China unleashed a fresh diatribe Tuesday ahead of the ceremony honouring Nobel peace laureate Liu Xiaobo, calling the Nobel committee "clowns" and saying most of the world backed Beijing's position.
"Those at the Nobel Committee are orchestrating an anti-China fuss by themselves," foreign ministry spokeswoman Jiang Yu told reporters in an unusually sharp broadside at the Oslo-based committee.
"We are against anybody making an issue out of Liu Xiaobo and interfering in China's judicial affairs."
She added: "We will not change because of interference by a few clowns."
The Nobel committee is set to hold an award ceremony in Oslo for Liu on Friday, which is Human Rights Day, marking the adoption in 1948 by the UN General Assembly of the Universal Declaration of Human Rights.

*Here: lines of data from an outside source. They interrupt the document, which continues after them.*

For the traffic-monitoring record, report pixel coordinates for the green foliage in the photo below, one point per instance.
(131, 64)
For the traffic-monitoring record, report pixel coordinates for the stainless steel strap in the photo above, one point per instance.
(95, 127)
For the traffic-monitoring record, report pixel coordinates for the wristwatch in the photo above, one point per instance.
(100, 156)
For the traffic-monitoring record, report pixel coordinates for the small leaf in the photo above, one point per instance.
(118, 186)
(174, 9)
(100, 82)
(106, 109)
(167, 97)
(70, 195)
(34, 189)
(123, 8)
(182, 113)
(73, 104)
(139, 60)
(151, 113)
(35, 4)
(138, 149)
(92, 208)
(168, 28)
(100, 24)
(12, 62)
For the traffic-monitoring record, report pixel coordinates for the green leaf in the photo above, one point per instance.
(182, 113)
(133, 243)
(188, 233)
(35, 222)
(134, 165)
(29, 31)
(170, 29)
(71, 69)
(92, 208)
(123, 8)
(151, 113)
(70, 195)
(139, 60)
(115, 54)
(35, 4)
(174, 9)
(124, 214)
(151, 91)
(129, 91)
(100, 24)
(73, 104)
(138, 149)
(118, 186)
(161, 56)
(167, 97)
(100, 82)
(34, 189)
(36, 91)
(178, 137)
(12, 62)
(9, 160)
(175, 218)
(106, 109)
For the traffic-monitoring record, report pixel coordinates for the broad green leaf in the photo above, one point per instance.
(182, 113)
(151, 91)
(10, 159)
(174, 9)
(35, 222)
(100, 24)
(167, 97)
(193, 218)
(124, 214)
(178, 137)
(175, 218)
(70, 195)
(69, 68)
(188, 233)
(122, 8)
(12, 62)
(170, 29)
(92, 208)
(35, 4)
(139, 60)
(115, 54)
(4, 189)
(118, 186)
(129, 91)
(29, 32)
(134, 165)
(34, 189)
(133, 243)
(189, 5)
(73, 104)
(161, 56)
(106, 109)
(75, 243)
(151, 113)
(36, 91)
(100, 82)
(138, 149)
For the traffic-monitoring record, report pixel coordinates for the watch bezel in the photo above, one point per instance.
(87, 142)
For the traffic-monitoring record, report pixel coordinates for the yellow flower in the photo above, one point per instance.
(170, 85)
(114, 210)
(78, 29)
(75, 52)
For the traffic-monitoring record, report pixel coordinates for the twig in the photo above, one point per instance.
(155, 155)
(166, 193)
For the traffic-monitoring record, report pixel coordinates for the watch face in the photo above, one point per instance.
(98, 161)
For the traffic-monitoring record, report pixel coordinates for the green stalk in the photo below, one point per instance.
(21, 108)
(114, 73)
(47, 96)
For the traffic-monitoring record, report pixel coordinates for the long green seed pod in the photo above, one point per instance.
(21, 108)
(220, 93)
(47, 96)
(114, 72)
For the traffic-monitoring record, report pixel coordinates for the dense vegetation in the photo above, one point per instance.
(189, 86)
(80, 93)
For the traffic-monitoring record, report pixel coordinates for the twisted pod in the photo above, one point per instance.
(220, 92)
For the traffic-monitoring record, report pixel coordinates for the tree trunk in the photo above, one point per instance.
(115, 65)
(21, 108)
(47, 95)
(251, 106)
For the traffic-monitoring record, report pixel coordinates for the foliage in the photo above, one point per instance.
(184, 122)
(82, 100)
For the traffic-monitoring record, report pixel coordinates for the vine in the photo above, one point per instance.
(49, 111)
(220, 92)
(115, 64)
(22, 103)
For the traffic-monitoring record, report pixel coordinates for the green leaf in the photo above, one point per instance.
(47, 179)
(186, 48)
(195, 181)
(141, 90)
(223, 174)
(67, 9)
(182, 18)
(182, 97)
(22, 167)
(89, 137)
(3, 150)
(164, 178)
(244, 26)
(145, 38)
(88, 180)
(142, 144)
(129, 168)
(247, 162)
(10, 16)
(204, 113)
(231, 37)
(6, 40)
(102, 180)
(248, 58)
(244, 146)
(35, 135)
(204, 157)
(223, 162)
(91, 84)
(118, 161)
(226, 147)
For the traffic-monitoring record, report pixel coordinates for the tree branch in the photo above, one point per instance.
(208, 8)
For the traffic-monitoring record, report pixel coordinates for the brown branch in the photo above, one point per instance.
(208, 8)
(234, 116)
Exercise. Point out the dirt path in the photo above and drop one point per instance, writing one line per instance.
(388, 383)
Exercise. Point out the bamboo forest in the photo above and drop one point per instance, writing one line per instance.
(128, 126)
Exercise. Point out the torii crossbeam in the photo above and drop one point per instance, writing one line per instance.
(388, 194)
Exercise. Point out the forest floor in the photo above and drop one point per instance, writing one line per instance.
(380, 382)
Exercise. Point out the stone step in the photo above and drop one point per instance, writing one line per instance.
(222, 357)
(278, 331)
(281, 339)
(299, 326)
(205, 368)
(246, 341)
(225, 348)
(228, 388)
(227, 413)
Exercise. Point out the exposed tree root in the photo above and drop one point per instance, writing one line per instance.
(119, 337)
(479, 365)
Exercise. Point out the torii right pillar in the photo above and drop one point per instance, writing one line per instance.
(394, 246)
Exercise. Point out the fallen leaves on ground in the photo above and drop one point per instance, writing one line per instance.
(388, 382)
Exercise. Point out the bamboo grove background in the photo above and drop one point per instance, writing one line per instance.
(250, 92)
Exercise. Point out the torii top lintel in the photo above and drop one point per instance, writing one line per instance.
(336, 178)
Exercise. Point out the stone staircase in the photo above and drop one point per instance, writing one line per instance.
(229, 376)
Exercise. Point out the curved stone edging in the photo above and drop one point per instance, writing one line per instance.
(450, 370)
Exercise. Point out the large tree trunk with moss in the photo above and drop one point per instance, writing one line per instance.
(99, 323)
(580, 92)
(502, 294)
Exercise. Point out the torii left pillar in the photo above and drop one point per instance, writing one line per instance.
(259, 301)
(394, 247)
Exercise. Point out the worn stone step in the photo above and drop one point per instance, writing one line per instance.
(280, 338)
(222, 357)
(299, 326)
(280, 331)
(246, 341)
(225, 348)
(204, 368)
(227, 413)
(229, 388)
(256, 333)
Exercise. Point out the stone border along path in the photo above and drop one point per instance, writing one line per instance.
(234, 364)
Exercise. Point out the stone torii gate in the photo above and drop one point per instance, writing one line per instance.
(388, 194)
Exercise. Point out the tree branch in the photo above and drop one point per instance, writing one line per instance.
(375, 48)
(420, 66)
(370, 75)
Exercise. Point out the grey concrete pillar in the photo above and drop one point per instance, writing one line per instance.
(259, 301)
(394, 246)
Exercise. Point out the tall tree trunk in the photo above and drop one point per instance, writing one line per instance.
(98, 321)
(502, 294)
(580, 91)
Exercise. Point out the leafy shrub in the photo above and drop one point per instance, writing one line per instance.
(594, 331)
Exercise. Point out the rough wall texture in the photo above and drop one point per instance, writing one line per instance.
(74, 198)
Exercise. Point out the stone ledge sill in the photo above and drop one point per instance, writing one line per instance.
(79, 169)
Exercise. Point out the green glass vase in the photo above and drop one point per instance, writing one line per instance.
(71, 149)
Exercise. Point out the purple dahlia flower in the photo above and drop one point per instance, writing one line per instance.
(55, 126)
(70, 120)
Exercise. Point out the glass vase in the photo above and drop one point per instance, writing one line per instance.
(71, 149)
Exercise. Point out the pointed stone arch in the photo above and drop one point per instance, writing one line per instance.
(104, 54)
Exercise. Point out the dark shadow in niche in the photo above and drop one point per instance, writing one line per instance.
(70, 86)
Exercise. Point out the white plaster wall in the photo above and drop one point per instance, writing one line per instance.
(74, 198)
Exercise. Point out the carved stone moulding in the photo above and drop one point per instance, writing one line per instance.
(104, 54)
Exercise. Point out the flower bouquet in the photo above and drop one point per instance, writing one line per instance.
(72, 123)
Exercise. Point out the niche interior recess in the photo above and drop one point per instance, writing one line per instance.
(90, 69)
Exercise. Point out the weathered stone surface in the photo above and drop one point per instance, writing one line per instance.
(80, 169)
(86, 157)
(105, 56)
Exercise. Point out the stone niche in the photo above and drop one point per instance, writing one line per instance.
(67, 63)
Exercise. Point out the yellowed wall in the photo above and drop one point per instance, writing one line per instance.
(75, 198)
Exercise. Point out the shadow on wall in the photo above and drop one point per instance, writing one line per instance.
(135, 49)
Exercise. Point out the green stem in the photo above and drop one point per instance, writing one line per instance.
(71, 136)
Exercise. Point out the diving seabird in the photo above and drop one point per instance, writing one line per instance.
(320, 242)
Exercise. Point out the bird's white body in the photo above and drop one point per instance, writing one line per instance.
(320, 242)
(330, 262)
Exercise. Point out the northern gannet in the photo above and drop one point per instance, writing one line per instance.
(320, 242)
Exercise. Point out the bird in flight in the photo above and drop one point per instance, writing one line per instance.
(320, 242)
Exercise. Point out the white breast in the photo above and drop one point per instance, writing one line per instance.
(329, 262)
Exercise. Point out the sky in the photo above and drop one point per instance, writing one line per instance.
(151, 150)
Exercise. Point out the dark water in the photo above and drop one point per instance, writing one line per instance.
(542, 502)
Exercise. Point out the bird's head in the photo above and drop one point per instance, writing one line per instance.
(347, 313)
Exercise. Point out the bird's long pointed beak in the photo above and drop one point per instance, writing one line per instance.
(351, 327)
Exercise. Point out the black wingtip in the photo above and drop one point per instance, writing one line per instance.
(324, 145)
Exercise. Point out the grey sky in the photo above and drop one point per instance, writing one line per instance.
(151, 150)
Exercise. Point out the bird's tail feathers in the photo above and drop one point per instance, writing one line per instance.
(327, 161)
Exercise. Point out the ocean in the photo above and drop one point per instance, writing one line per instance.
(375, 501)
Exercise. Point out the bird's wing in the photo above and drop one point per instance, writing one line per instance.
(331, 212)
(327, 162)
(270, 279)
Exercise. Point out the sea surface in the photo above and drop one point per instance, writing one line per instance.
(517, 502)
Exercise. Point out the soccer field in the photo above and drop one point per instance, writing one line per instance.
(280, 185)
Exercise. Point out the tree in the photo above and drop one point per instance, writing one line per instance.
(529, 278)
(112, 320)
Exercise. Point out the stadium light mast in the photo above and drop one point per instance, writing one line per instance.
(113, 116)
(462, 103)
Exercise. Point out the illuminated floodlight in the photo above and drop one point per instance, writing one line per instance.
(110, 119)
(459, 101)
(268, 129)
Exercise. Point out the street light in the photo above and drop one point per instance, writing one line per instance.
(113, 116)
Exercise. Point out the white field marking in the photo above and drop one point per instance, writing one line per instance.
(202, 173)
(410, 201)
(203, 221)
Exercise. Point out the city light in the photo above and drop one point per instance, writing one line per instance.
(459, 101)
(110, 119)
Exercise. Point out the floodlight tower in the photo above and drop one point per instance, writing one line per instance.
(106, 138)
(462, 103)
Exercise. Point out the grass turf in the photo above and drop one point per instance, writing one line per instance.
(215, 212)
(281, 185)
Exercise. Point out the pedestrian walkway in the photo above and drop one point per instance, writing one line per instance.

Liu, a writer and academic who has boldly fought for reform of China's one-party political system for more than two decades, was jailed in December 2009 for 11 years on subversion charges.
No one is expected to be on hand to accept the award on behalf on Liu, who was named as the Nobel peace laureate in October.
His wife, Liu Xia, has been under house arrest since that time, other family members are under pressure not to speak publicly and many of Liu's fellow dissidents and supporters have been warned not to attend or have been physically prevented from leaving China, activists have said.
Diplomats also have said China -- which has been deeply embarrassed by the award -- has pressured other governments not to send their representatives to the ceremony.
Jiang said "more than 100 countries and international organisations" had "expressed explicit support of China's position opposing this year's peace prize," but she declined to provide details.
On another occasion, she referred to "more than 100 countries."
"You can see very clearly that the vast majority of the international community will not attend the ceremony," she said during a regular press briefing.
However, the Nobel Institute in Oslo quickly rejected that claim, with the institute's director Geir Lundestad saying most countries would indeed attend the ceremony.
The institute said earlier that six countries -- China, Russia, Kazakhstan, Cuba, Morocco and Iraq -- have so far said they would not take part in the ceremony.
Liu was jailed after he co-authored "Charter 08", a 2008 manifesto calling for political reform and greater rights in China that spread quickly on the Internet.
Human rights activists say Liu was jailed after merely exercising his right to free speech, which is guaranteed in China's constitution.
Activists say the Communist Party government routinely abuses its subversion charges as a tool for silencing critics.
China has furiously rejected any criticism, branding Liu a "criminal" and warning other countries against interfering in its judicial system.